Bobo is asked to solve the following math problem:

Given $$$m$$$ pairs of integers $$$(x_1,t_1),(x_2,t_2),\ldots,(x_m,t_m)$$$ where $$$0 \leq x_i < n$$$ and $$$t_i\in \{0,1\}$$$, count the number of subsets $$$A \subseteq S_n=\{0,1,\dots,n-1\}$$$ satisfying

• $$$\forall 1 \le i \le m$$$, $$$x_i \in A$$$ if and only if $$$t_i = 1$$$.
• $$$ A +_n (S_n \setminus A) = S_n$$$.

For any two sets $$$A,B$$$ consisting of nonnegative integers, $$$A+_n B$$$ is defined by $$$$$$A+_n B = \{(a+b) \bmod n \mid a \in A, b \in B\}.$$$$$$

The answer might be enormous, and you should output the answer modulo $$$998\,244\,353$$$.

Each test contains multiple test cases. The first line contains an integer $$$T$$$ ($$$1 \le T \le 5$$$) — the number of test cases. The following lines contain the description of each test case.

The first line of each test case contains two integers $$$n$$$ and $$$m$$$ ($$$1 \le n \le 10^{18}$$$, $$$0 \le m \le 5$$$), denoting the size of the universe and the number of integer pairs, respectively.

Then $$$m$$$ lines follow.

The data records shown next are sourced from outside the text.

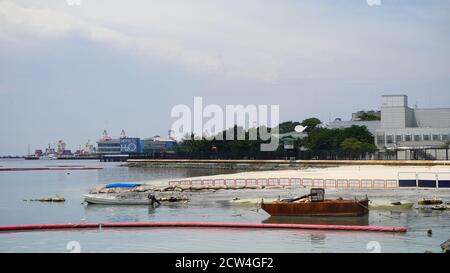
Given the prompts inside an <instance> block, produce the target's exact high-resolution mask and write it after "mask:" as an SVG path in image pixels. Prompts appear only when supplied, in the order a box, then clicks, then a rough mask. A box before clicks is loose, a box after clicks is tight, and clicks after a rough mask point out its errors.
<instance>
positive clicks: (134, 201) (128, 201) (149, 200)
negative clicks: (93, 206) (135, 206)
mask: <svg viewBox="0 0 450 273" xmlns="http://www.w3.org/2000/svg"><path fill="white" fill-rule="evenodd" d="M84 200H85V201H86V202H88V203H89V204H97V205H150V204H151V200H147V199H116V198H112V197H106V196H101V197H100V196H95V195H90V194H86V195H84Z"/></svg>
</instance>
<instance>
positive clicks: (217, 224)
mask: <svg viewBox="0 0 450 273" xmlns="http://www.w3.org/2000/svg"><path fill="white" fill-rule="evenodd" d="M128 227H129V228H164V227H167V228H178V227H193V228H245V229H263V228H266V229H308V230H343V231H376V232H406V231H407V228H406V227H378V226H342V225H304V224H259V223H255V224H251V223H220V222H118V223H86V224H83V223H80V224H33V225H15V226H0V231H17V232H19V231H38V230H61V229H93V228H128Z"/></svg>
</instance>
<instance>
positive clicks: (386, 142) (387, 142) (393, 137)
mask: <svg viewBox="0 0 450 273" xmlns="http://www.w3.org/2000/svg"><path fill="white" fill-rule="evenodd" d="M393 142H394V136H392V135H388V136H386V143H387V144H392V143H393Z"/></svg>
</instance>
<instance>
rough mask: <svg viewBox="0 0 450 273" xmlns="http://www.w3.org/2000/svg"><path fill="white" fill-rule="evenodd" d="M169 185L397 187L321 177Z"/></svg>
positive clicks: (366, 179) (233, 180)
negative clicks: (321, 177) (331, 178)
mask: <svg viewBox="0 0 450 273" xmlns="http://www.w3.org/2000/svg"><path fill="white" fill-rule="evenodd" d="M169 185H170V186H210V187H211V186H264V187H271V186H280V187H283V186H285V187H307V188H335V189H390V188H398V180H395V179H322V178H238V179H183V180H173V181H169Z"/></svg>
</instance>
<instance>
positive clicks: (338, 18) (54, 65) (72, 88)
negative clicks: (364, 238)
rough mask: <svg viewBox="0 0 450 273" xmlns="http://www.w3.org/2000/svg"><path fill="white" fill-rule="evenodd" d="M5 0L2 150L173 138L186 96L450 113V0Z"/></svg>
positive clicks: (353, 110)
mask: <svg viewBox="0 0 450 273" xmlns="http://www.w3.org/2000/svg"><path fill="white" fill-rule="evenodd" d="M71 1H75V2H76V1H77V0H70V1H69V0H67V1H66V0H40V1H32V0H15V1H9V0H0V128H1V131H0V155H8V154H19V155H22V154H25V153H26V152H27V146H28V144H30V145H31V147H32V149H34V148H43V147H44V146H46V145H47V144H48V143H55V142H56V141H57V140H58V139H63V140H65V141H66V142H67V144H68V146H69V148H71V149H76V148H78V146H79V145H80V144H82V143H84V142H86V141H87V140H88V139H90V140H91V141H95V140H97V139H98V138H99V137H100V136H101V133H102V131H103V129H107V130H108V131H109V132H110V134H111V135H112V136H114V137H116V136H118V135H119V134H120V131H121V129H122V128H123V129H125V130H126V132H127V133H128V135H131V136H138V137H148V136H153V135H155V134H160V135H165V134H166V132H167V130H168V129H169V128H170V126H171V124H172V123H173V121H174V119H172V118H171V117H170V111H171V109H172V107H173V106H175V105H177V104H187V105H192V104H193V97H194V96H202V97H203V99H204V103H205V104H219V105H225V104H244V105H246V104H267V105H270V104H279V105H280V115H281V119H282V120H302V119H304V118H307V117H310V116H317V117H319V118H320V119H322V120H323V121H325V122H328V120H330V119H334V118H335V117H341V118H344V119H349V118H350V116H351V112H353V111H357V110H360V109H367V110H369V109H379V107H380V96H381V95H382V94H392V93H394V94H397V93H402V94H407V95H409V97H410V104H411V105H414V104H416V103H418V105H419V107H450V1H447V0H441V1H437V0H427V1H421V0H382V4H381V6H369V5H368V4H367V2H366V0H348V1H335V0H304V1H303V0H280V1H275V0H270V1H269V0H245V1H230V0H192V1H190V0H179V1H176V0H126V1H125V0H80V1H81V4H80V5H68V4H67V2H71Z"/></svg>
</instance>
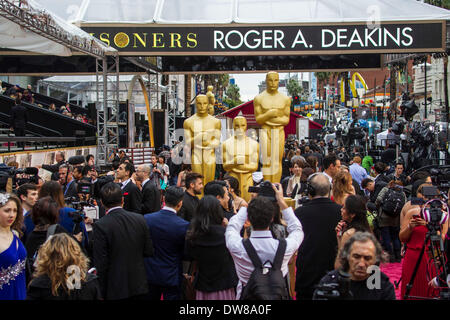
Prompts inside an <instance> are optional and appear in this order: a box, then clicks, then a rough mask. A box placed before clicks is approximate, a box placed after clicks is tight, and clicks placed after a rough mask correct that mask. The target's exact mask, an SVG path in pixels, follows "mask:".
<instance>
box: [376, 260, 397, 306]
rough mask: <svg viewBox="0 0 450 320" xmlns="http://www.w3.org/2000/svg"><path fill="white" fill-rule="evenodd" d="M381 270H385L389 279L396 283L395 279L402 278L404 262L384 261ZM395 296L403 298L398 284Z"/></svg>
mask: <svg viewBox="0 0 450 320" xmlns="http://www.w3.org/2000/svg"><path fill="white" fill-rule="evenodd" d="M381 271H382V272H384V273H385V274H386V275H387V276H388V277H389V280H391V283H392V284H393V285H394V288H395V283H394V281H398V280H400V278H401V276H402V264H401V263H384V264H381ZM395 297H396V298H397V300H401V297H400V285H399V286H398V289H395Z"/></svg>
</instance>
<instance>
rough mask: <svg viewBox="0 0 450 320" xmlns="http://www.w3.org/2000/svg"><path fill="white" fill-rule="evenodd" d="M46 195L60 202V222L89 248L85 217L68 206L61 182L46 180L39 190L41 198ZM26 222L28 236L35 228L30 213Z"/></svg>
mask: <svg viewBox="0 0 450 320" xmlns="http://www.w3.org/2000/svg"><path fill="white" fill-rule="evenodd" d="M46 196H50V197H51V198H52V199H53V200H54V201H56V203H57V204H58V213H59V219H58V224H59V225H61V226H62V227H63V228H64V229H66V230H67V231H68V232H71V233H72V234H73V235H74V237H75V238H76V239H77V240H78V241H79V242H80V243H82V245H83V247H84V248H87V247H88V234H87V231H86V226H85V224H84V222H83V217H82V216H80V215H79V214H77V211H76V210H75V209H73V208H70V207H66V203H65V201H64V195H63V192H62V189H61V186H60V184H59V183H58V182H56V181H47V182H45V183H44V184H43V185H42V187H41V190H39V199H41V198H43V197H46ZM24 224H25V227H26V231H25V235H26V236H28V234H30V233H31V232H32V231H33V230H34V228H35V225H34V223H33V221H32V218H31V216H30V215H28V216H26V217H25V219H24Z"/></svg>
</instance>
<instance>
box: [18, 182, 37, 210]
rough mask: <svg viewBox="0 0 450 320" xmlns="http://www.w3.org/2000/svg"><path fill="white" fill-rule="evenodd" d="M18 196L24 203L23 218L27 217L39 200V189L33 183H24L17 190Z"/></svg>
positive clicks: (21, 201)
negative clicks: (25, 216) (36, 202)
mask: <svg viewBox="0 0 450 320" xmlns="http://www.w3.org/2000/svg"><path fill="white" fill-rule="evenodd" d="M17 196H18V197H19V199H20V202H21V203H22V209H23V216H24V217H25V216H26V215H27V214H28V213H29V212H30V211H31V209H32V208H33V206H34V204H35V203H36V201H37V200H38V187H37V185H35V184H33V183H24V184H23V185H21V186H20V187H19V188H18V189H17Z"/></svg>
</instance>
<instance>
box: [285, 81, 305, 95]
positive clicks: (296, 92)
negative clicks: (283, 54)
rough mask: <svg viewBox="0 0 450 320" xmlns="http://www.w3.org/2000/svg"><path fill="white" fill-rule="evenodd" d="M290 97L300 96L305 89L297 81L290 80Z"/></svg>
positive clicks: (289, 82) (289, 88) (287, 84)
mask: <svg viewBox="0 0 450 320" xmlns="http://www.w3.org/2000/svg"><path fill="white" fill-rule="evenodd" d="M286 89H287V91H288V93H289V95H290V96H299V95H301V93H302V92H303V88H302V87H301V86H300V84H299V83H298V81H297V80H296V79H293V78H291V79H289V81H288V84H287V87H286Z"/></svg>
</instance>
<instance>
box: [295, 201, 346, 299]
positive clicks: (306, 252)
mask: <svg viewBox="0 0 450 320" xmlns="http://www.w3.org/2000/svg"><path fill="white" fill-rule="evenodd" d="M295 215H296V216H297V218H298V219H299V220H300V222H301V224H302V226H303V232H304V233H305V238H304V240H303V242H302V244H301V246H300V248H299V250H298V256H297V262H296V265H297V275H296V282H295V290H296V291H307V292H309V293H310V295H311V297H312V293H313V291H314V285H316V284H318V283H319V281H320V279H322V277H323V276H324V275H325V274H326V273H327V272H328V271H330V270H333V269H334V261H335V259H336V254H337V240H336V231H335V228H336V225H337V224H338V223H339V221H340V220H341V206H340V205H338V204H336V203H334V202H333V201H331V200H330V199H329V198H317V199H313V200H311V201H310V202H308V203H306V204H304V205H303V206H301V207H299V208H297V209H296V210H295Z"/></svg>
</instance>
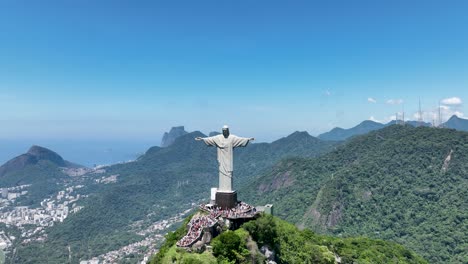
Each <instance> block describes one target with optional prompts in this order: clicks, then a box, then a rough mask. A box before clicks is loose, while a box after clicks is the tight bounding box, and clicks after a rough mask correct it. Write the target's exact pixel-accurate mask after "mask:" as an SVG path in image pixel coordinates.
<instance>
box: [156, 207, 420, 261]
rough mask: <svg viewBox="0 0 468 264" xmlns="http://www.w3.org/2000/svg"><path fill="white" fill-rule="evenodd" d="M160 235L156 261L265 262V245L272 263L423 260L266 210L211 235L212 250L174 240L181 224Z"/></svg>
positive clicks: (372, 239) (401, 251)
mask: <svg viewBox="0 0 468 264" xmlns="http://www.w3.org/2000/svg"><path fill="white" fill-rule="evenodd" d="M187 222H188V221H187V220H186V221H185V224H184V225H183V226H182V227H180V228H179V229H178V230H177V231H175V232H173V233H169V234H168V235H167V236H166V241H165V243H164V244H163V245H162V246H161V250H160V251H159V252H158V254H156V255H155V256H154V257H153V259H152V260H151V262H150V264H153V263H154V264H156V263H162V264H165V263H195V264H198V263H199V264H206V263H212V264H216V263H265V262H266V261H265V260H266V257H265V255H264V254H261V253H260V252H261V251H259V248H265V247H268V248H269V251H270V252H272V256H270V259H274V261H275V262H276V263H280V264H282V263H323V264H333V263H343V264H347V263H350V264H351V263H421V264H422V263H427V262H426V261H425V260H424V259H422V258H421V257H419V256H418V255H416V254H415V253H414V252H412V251H410V250H407V249H405V248H404V247H403V246H401V245H398V244H396V243H392V242H386V241H382V240H373V239H369V238H364V237H358V238H338V237H332V236H325V235H319V234H316V233H314V232H312V231H311V230H308V229H306V230H302V231H300V230H299V229H298V228H297V227H295V226H294V225H292V224H290V223H288V222H286V221H284V220H280V219H279V218H276V217H273V216H271V215H262V216H261V217H259V218H257V219H256V220H253V221H250V222H247V223H245V224H244V225H242V226H241V228H239V229H237V230H235V231H225V232H223V233H222V234H221V235H219V236H217V237H216V238H214V239H213V240H212V241H211V243H210V245H211V247H212V249H207V250H205V251H204V252H191V253H189V252H188V251H186V250H184V249H178V248H176V245H175V243H176V242H177V240H179V239H180V238H182V236H184V235H185V234H186V232H187V227H186V223H187Z"/></svg>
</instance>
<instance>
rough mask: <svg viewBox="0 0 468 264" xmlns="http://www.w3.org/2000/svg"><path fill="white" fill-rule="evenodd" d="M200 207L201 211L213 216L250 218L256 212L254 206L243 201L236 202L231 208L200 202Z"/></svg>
mask: <svg viewBox="0 0 468 264" xmlns="http://www.w3.org/2000/svg"><path fill="white" fill-rule="evenodd" d="M200 208H201V209H202V210H203V211H206V212H209V213H210V216H211V217H213V218H215V219H216V218H218V217H220V216H222V217H224V218H231V219H232V218H250V217H253V216H255V214H256V213H257V211H256V209H255V207H253V206H251V205H249V204H247V203H244V202H238V203H237V204H236V207H234V208H231V209H222V208H220V207H214V206H212V205H206V204H202V205H200Z"/></svg>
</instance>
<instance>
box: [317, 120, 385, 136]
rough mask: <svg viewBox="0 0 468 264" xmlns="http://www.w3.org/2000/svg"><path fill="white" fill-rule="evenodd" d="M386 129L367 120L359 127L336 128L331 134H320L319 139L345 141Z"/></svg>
mask: <svg viewBox="0 0 468 264" xmlns="http://www.w3.org/2000/svg"><path fill="white" fill-rule="evenodd" d="M384 127H385V125H384V124H382V123H377V122H374V121H371V120H365V121H363V122H361V123H360V124H358V125H357V126H355V127H352V128H349V129H344V128H340V127H335V128H333V129H332V130H330V131H329V132H326V133H323V134H320V135H319V136H318V138H320V139H322V140H345V139H347V138H349V137H352V136H355V135H362V134H366V133H368V132H370V131H373V130H377V129H381V128H384Z"/></svg>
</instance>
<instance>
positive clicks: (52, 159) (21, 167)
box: [0, 145, 71, 177]
mask: <svg viewBox="0 0 468 264" xmlns="http://www.w3.org/2000/svg"><path fill="white" fill-rule="evenodd" d="M41 160H47V161H50V162H52V163H54V164H55V165H57V166H59V167H67V166H68V165H70V164H71V163H69V162H67V161H65V160H64V159H63V158H62V157H61V156H60V155H59V154H57V153H55V152H54V151H52V150H50V149H47V148H44V147H40V146H35V145H34V146H32V147H31V148H29V150H28V152H26V153H25V154H21V155H19V156H18V157H15V158H13V159H11V160H9V161H7V162H6V163H5V164H3V165H2V166H0V177H1V176H3V175H5V174H7V173H10V172H15V171H18V170H21V169H24V168H25V167H27V166H29V165H35V164H37V163H38V162H39V161H41Z"/></svg>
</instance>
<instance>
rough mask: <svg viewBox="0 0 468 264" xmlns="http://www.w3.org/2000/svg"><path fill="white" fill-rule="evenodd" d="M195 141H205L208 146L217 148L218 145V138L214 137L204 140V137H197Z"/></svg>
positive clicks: (207, 137)
mask: <svg viewBox="0 0 468 264" xmlns="http://www.w3.org/2000/svg"><path fill="white" fill-rule="evenodd" d="M195 140H197V141H203V142H205V144H206V145H208V146H217V143H216V136H214V137H206V138H203V137H196V138H195Z"/></svg>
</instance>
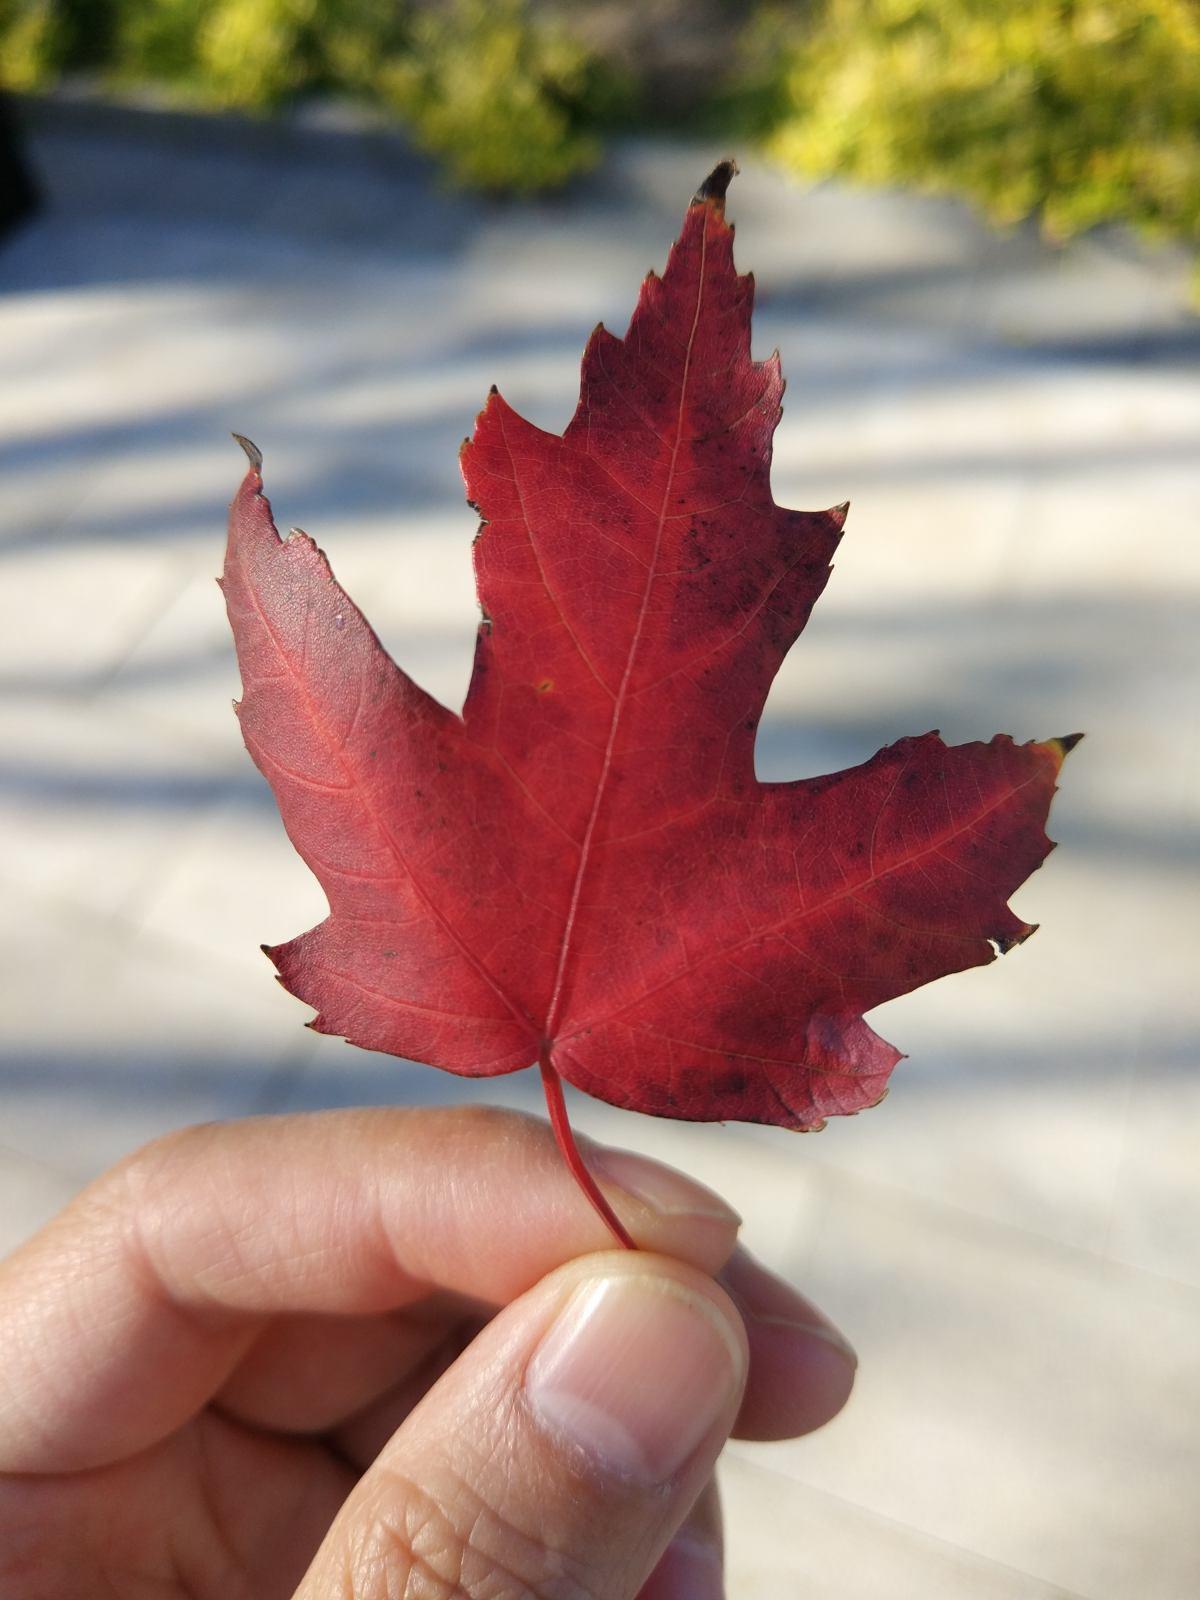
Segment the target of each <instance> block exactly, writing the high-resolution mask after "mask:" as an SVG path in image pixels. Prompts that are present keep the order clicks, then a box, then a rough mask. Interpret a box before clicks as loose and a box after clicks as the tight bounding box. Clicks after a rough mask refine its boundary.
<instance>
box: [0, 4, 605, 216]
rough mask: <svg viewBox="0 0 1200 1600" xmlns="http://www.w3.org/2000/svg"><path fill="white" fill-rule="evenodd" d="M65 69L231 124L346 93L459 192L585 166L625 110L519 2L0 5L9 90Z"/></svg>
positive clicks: (582, 55) (567, 176) (581, 49)
mask: <svg viewBox="0 0 1200 1600" xmlns="http://www.w3.org/2000/svg"><path fill="white" fill-rule="evenodd" d="M72 69H86V70H90V72H93V74H99V75H102V77H104V78H106V80H107V82H112V83H115V85H120V86H125V88H128V86H134V85H144V83H152V85H155V86H158V88H166V90H168V91H171V93H173V94H174V96H176V98H178V99H179V101H182V102H186V104H202V106H203V104H208V106H221V107H230V109H242V110H272V109H275V107H278V106H282V104H285V102H286V101H290V99H294V98H298V96H301V94H306V93H312V91H331V93H349V94H354V96H357V98H358V99H363V101H368V102H374V104H379V106H384V107H387V109H389V110H390V112H394V114H395V115H397V117H398V118H400V120H402V122H403V123H406V125H408V126H410V128H411V131H413V136H414V138H416V141H418V142H419V144H421V146H422V147H424V149H427V150H430V154H434V155H435V157H438V160H440V162H442V165H443V168H445V171H446V173H448V176H450V178H451V179H453V181H454V182H459V184H464V186H467V187H475V189H483V190H493V192H510V194H523V192H533V190H541V189H555V187H558V186H562V184H563V182H566V179H570V178H571V176H574V174H576V173H581V171H586V170H587V168H590V166H594V165H595V162H597V160H598V158H600V141H598V138H597V131H595V130H597V126H598V125H600V123H603V122H606V120H611V118H613V117H616V115H619V112H621V110H622V107H624V102H626V99H627V90H626V85H624V83H622V82H621V80H619V77H618V74H616V72H614V70H613V69H610V67H605V64H603V62H602V61H600V59H598V58H597V56H595V54H594V53H590V51H589V50H587V48H584V46H582V45H581V43H579V42H578V40H576V38H573V37H571V34H570V32H568V30H566V27H565V26H562V24H555V22H552V21H546V19H541V18H538V16H534V14H533V13H531V10H530V6H528V0H491V3H488V0H445V3H442V5H413V3H403V0H0V70H2V72H3V82H5V85H6V86H8V88H16V90H37V88H45V86H48V85H50V83H53V82H54V80H56V77H59V75H61V74H62V72H67V70H72Z"/></svg>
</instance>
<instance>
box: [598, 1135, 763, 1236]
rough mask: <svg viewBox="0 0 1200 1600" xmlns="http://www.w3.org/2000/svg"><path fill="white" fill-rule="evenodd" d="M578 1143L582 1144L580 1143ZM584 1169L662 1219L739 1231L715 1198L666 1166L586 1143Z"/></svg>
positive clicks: (631, 1155) (731, 1208)
mask: <svg viewBox="0 0 1200 1600" xmlns="http://www.w3.org/2000/svg"><path fill="white" fill-rule="evenodd" d="M579 1142H581V1144H582V1139H581V1141H579ZM587 1165H589V1166H590V1168H592V1171H594V1173H595V1174H597V1178H602V1179H603V1178H606V1179H608V1181H610V1182H613V1184H616V1186H618V1187H619V1189H624V1190H626V1194H630V1195H634V1198H635V1200H640V1202H642V1203H643V1205H648V1206H651V1208H653V1210H654V1211H658V1213H661V1214H662V1216H698V1218H706V1219H709V1221H714V1222H725V1224H728V1226H730V1227H741V1221H742V1219H741V1218H739V1216H738V1213H736V1211H734V1210H733V1206H731V1205H726V1203H725V1202H723V1200H722V1197H720V1195H718V1194H714V1192H712V1189H706V1187H704V1184H698V1182H694V1181H693V1179H691V1178H685V1176H683V1173H677V1171H672V1168H670V1166H661V1165H659V1163H658V1162H651V1160H650V1157H646V1155H635V1154H634V1152H632V1150H613V1149H610V1147H608V1146H605V1144H592V1142H590V1141H589V1149H587Z"/></svg>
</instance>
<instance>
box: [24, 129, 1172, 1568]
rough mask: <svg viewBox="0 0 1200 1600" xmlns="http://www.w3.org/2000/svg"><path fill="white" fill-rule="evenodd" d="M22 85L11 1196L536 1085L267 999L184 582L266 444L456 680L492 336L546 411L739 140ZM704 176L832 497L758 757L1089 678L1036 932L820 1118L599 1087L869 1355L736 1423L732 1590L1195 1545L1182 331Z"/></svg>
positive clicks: (1101, 298)
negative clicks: (733, 1107)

The $$$i$$$-th line contains two integers $$$x_i,t_i$$$ ($$$0 \le x_i <n, t_i \in \{0,1\}$$$), describing the $$$i$$$-th integer pair.

It is guaranteed that $$$x_1,x_2,\ldots,x_m$$$ are pairwise distinct.

For each test case, output a single integer, denoting the desired answer modulo $$$998\,244\,353$$$.

2
3 0
6 2
0 0
1 1

0
4